Any tips on how to check what the DataWriter is doing (or not doing)? Thanks!

EDIT, with some additional info:

When looking at the Admin Console Tool, under "Physical View > Process : (ID) > DDS Entities", when the problem occurs ALL of the publishers, subscribers, data writers, data readers disappear. Only the participant remains.

Restarting the problematic process / program fixes the problem.

irene's picture
Offline
Joined: 11/08/2017
Posts: 7

Hi Janis,

Are you doing a lot of processing on the subscribers? Are you using callbacks to process the data (using listeners in the DataReaders) or waitset? if you are doing a lot of processing and the subscribers cannot catch up with the publisher, the samples may be lost depending on the DDS configuration. A minimal reproducer may help.

Also, it will be helpful if you increase the DDS log level, at least to WARNING to see what is going on. Here you have how to do it: https://community.rti.com/howto/useful-tools-debug-dds-issues . I recommend using Logparser to improve the readability of the log (you have the required information in the link)

you can also implement the on_sample_lost method in the DataReader listeners so you can check that the sample is really lost and the reason behind that. In this link, you can find how you to use listeners in your DataReaders using C++11: https://community.rti.com/static/documentation/connext-dds/6.0.0/doc/api/connext_dds/api_cpp2/group__DDSReaderExampleModule.html

I recommend that you perform all these tests using reliable reliability instead of best effort.

I hope this helps,

 Irene

Offline
Joined: 05/31/2019
Posts: 4

New Setup

As previously noted, the problem seems to be more frequent with more participants (Raspberries) in the network. Since we want to eventually operate the system with 20 Raspberries, I decided to increase the number of Raspberries. In the tests I used 12 to 17 Raspberries, the exact number has no noteable effect. This made reproducing the problem much more reliable.

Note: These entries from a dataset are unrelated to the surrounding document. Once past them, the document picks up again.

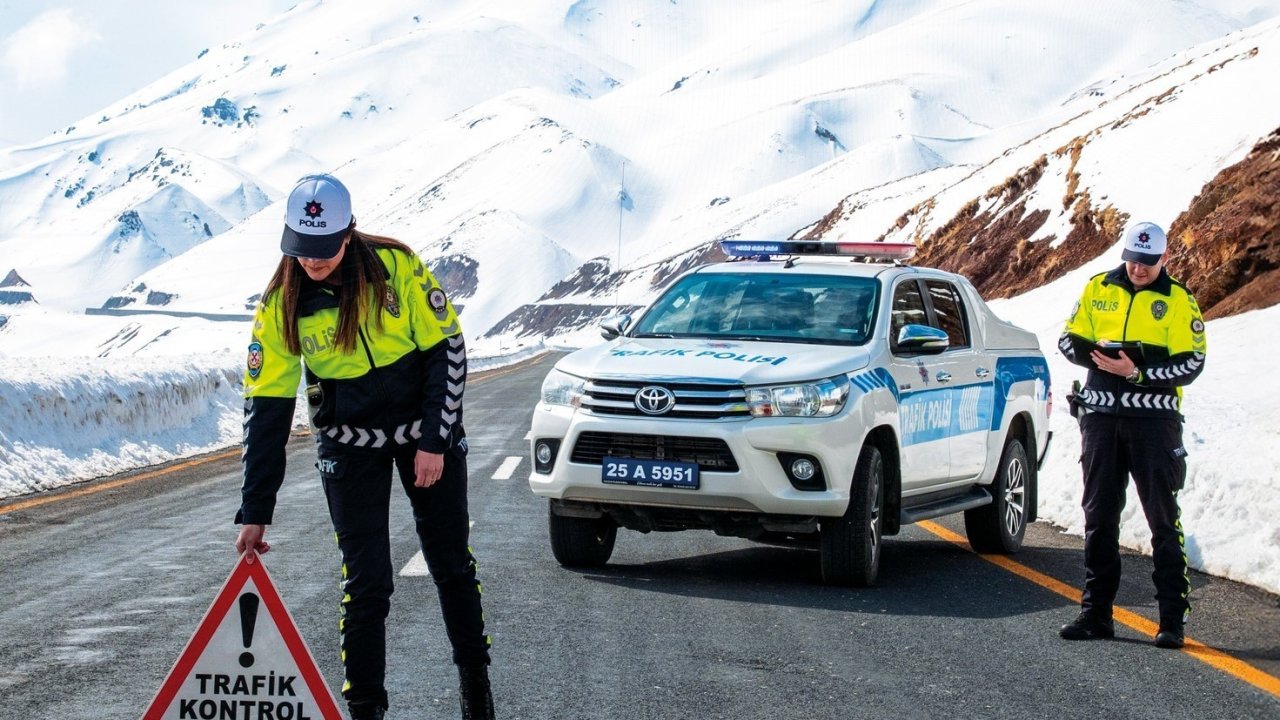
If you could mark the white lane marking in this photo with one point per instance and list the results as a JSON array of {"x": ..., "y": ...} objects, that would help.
[
  {"x": 507, "y": 468},
  {"x": 416, "y": 566}
]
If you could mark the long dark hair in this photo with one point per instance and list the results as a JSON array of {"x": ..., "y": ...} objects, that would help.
[{"x": 364, "y": 290}]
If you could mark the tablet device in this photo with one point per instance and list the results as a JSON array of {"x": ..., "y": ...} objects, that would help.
[{"x": 1133, "y": 350}]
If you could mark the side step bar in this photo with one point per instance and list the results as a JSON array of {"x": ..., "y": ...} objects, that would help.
[{"x": 929, "y": 506}]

I was able to simplify the setup and still produce the problem. Now there is only one program running. And it only does one thing: Send a DDS sample at a regular interval (10 Hz). Each Raspberry runs one instance of this program. None of our other RTI DDS programs are running. The problem is diagnosed using the RTI Admin Console, which provides the only subscriber / reader in the network.

As for your question about subscribers. We use a mix of AsyncWaitSet and polling on DataReader::take(), no listeners. However, since the simplified setup uses no readers / subscribers this is probably irrelevant.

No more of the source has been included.